The undersigned acknowledges that:
(1) this Power of Attorney authorizes, but does not require,
each such attorney-in-fact to act in their discretion
on information provided to such attorney-in-fact without
independent verification of such information;
(2) any documents prepared and/or executed by either such
attorney-in-fact on behalf of the undersigned pursuant
to this Power of Attorney will be in such form and
will contain such information and disclosure as such
attorney-in-fact, in his or her discretion, deems
necessary or desirable;
(3) neither the Company nor either of such attorneys-in-fact
assumes (i) any liability for the undersigned's
responsibility to comply with the requirement of the
Exchange Act, (ii) any liability of the undersigned for
any failure to comply with such requirements, or (iii)
any obligation or liability of the undersigned for
profit disgorgement under Section 16(b) of the
Exchange Act; and
(4) this Power of Attorney does not relieve the undersigned
from responsibility for compliance with the
undersigned's obligations under the Exchange Act,
including without limitation the reporting requirements
under Section 16 of the Exchange Act.
The undersigned hereby gives and grants each of the
foregoing attorneys-in-fact full power and authority
to do and perform all and every act and thing whatsoever
requisite, necessary or appropriate to be done in and
about the foregoing matters as fully to all intents
and purposes as the undersigned might or could do if
present, hereby ratifying all that each such
attorney-in-fact of, for and on behalf of the
undersigned, shall lawfully do or cause to be done
by virtue of this Limited Power of Attorney.

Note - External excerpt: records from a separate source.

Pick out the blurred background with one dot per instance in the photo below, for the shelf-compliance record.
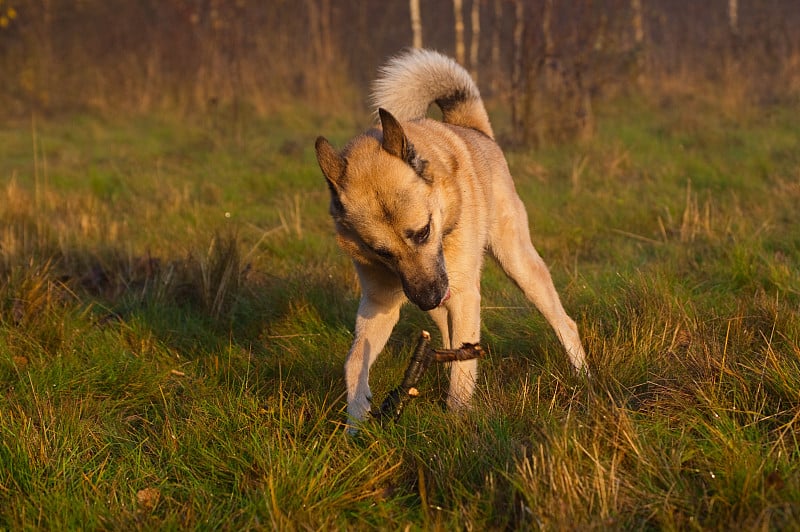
(545, 62)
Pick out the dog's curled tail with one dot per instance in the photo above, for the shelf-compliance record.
(408, 83)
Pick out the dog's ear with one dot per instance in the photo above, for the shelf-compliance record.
(396, 143)
(394, 138)
(331, 163)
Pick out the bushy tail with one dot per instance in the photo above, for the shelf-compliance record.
(408, 83)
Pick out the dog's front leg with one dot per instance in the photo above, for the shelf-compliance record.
(465, 315)
(378, 312)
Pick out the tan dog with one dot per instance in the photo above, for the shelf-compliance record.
(416, 204)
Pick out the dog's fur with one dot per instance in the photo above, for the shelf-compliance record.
(416, 203)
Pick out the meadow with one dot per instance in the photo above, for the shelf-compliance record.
(174, 316)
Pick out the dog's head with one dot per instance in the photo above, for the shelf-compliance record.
(388, 210)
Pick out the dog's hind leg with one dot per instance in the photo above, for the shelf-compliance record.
(512, 247)
(378, 313)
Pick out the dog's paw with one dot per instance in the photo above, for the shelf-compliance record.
(357, 412)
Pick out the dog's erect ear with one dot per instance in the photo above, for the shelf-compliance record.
(394, 138)
(330, 162)
(396, 143)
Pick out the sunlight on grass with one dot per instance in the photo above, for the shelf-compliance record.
(174, 316)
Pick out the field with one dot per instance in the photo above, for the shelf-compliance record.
(174, 315)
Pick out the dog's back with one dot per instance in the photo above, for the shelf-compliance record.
(411, 81)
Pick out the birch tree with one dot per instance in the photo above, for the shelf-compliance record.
(459, 31)
(416, 23)
(475, 21)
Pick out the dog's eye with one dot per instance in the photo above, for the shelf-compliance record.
(421, 236)
(384, 253)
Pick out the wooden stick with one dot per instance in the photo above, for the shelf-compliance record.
(421, 359)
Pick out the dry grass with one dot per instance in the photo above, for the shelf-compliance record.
(163, 365)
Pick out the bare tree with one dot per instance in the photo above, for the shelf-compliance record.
(496, 23)
(638, 40)
(517, 69)
(475, 20)
(459, 31)
(733, 16)
(416, 22)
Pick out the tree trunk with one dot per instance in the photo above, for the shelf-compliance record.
(416, 23)
(496, 24)
(516, 70)
(733, 16)
(476, 37)
(459, 30)
(638, 41)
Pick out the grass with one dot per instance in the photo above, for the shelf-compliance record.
(174, 315)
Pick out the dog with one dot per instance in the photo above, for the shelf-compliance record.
(416, 202)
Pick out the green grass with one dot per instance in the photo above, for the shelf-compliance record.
(174, 315)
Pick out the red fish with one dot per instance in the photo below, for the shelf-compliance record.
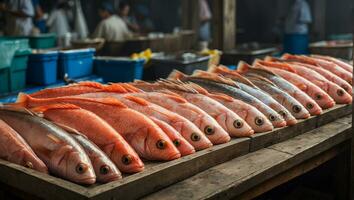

This Power of Attorney shall remain in full force and
effect until revoked by the undersigned in a signed
writing delivered to each such attorney-in-fact.

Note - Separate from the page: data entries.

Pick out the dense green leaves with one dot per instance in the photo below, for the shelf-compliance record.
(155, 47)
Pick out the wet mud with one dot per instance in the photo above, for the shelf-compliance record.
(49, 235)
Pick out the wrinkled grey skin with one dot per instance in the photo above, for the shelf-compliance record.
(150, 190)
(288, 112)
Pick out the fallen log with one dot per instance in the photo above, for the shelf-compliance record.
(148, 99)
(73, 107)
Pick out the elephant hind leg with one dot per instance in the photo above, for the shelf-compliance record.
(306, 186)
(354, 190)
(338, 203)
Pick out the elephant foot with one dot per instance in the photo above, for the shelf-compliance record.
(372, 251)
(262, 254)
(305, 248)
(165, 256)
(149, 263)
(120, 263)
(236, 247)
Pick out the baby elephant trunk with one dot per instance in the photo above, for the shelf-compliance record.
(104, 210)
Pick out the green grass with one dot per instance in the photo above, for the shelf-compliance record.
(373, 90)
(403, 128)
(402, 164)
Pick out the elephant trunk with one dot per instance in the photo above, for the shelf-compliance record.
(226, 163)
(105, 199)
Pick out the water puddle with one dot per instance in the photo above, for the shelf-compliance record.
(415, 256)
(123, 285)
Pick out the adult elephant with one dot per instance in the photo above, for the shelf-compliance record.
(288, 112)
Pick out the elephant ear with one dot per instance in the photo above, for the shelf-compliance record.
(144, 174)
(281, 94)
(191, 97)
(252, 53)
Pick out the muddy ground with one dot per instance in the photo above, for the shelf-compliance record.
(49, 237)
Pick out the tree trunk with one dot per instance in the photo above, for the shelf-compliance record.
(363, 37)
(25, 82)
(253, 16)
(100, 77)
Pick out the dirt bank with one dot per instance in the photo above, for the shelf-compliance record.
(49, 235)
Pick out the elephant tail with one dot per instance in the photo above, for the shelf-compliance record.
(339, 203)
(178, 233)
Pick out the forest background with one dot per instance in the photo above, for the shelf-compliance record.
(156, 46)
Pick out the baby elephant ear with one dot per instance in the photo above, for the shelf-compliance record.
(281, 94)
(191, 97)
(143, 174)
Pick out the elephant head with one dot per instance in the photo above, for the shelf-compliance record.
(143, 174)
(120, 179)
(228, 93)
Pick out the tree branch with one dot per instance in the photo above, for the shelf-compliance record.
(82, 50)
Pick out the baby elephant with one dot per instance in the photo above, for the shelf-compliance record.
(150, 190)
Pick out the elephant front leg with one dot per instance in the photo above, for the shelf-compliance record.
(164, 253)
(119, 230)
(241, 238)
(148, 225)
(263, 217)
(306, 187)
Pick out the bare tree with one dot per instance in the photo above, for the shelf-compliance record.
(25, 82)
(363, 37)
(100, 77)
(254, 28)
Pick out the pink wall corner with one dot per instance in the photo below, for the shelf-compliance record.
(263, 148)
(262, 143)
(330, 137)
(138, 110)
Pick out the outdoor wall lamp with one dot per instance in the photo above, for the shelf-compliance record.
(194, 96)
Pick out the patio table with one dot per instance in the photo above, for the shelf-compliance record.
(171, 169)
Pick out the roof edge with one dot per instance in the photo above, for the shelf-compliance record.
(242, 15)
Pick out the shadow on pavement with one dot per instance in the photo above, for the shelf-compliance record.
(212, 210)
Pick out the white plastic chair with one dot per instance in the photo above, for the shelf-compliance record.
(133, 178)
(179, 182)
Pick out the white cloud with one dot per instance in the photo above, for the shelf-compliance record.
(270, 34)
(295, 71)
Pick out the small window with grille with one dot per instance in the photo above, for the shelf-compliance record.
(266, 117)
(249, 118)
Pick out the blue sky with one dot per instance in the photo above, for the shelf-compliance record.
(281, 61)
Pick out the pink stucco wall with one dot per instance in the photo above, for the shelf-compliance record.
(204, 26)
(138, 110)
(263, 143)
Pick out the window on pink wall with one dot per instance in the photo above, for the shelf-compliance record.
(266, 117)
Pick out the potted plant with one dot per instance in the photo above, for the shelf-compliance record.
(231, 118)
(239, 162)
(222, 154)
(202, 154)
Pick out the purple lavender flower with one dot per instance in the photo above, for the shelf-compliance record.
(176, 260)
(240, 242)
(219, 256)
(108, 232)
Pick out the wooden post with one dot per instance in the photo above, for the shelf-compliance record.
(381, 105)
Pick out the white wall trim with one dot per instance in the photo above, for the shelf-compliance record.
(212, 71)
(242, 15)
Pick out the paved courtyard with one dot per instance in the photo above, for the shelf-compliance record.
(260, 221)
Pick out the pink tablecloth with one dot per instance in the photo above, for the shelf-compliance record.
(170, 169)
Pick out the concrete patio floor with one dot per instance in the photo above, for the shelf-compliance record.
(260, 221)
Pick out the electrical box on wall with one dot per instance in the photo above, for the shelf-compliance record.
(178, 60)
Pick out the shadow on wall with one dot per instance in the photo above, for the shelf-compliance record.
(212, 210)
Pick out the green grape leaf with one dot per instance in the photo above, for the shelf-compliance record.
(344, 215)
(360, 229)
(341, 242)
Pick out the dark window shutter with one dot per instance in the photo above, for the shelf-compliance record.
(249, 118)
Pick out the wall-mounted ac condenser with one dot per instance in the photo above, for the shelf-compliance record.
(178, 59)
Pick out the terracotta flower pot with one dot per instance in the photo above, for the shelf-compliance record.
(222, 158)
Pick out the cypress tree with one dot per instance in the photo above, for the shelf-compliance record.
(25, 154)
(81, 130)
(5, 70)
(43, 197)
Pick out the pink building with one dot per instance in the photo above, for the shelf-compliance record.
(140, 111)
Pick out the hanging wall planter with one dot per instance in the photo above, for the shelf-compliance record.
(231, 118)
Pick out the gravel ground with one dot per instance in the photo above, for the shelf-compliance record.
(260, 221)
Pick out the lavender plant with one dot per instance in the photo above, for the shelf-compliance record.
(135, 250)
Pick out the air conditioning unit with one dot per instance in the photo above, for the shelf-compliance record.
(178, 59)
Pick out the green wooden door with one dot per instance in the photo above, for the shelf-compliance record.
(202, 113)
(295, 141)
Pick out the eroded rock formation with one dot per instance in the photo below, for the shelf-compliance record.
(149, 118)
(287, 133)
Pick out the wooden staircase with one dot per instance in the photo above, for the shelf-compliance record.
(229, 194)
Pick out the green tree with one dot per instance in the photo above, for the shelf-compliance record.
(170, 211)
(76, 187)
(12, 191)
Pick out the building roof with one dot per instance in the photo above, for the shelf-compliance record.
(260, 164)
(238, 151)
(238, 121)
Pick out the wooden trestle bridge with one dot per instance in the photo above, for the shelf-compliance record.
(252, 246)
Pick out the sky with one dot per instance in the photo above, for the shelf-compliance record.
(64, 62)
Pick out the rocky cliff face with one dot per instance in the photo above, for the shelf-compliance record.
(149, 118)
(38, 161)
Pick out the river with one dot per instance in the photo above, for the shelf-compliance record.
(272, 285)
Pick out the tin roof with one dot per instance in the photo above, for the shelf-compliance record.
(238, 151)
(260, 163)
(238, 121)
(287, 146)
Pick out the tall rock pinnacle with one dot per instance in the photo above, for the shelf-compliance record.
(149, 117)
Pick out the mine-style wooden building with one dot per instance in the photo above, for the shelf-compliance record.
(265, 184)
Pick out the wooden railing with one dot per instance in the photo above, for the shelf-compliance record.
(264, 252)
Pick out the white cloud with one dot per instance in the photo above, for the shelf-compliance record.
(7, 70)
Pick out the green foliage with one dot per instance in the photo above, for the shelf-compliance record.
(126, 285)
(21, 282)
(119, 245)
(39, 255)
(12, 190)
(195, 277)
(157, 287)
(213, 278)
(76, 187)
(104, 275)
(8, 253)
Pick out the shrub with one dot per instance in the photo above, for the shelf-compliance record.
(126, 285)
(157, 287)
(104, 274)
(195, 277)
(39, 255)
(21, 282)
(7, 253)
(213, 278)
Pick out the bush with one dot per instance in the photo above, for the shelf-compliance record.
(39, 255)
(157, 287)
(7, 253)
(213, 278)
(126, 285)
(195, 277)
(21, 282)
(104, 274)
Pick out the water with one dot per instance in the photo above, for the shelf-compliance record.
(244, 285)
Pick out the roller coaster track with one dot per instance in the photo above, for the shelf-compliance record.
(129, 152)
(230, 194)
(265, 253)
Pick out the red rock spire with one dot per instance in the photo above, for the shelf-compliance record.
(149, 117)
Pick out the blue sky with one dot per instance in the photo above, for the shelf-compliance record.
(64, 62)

IN WITNESS WHEREOF, the undersigned has caused
this Power of Attorney to be executed as of
this 28th day of March, 2017.
___________________________________
Jeffrey J. Watorek
STATE OF NEW YORK
SS:
COUNTY OF ERIE
On the 28th day of March in the year 2017,
before me, the undersigned, a notary public
in and for said state, personally appeared
Jeffrey J. Watorek, an individual(s) whose name(s)
is (are) subscribed to the within instrument and
acknowledged to me that he/she/they executed the
same in his/her/their capacity(ies), and that by
his/her/their signature(s) on the instrument, the
individual(s) or the person upon behalf of which
the individual(s) acted, executed the instrument.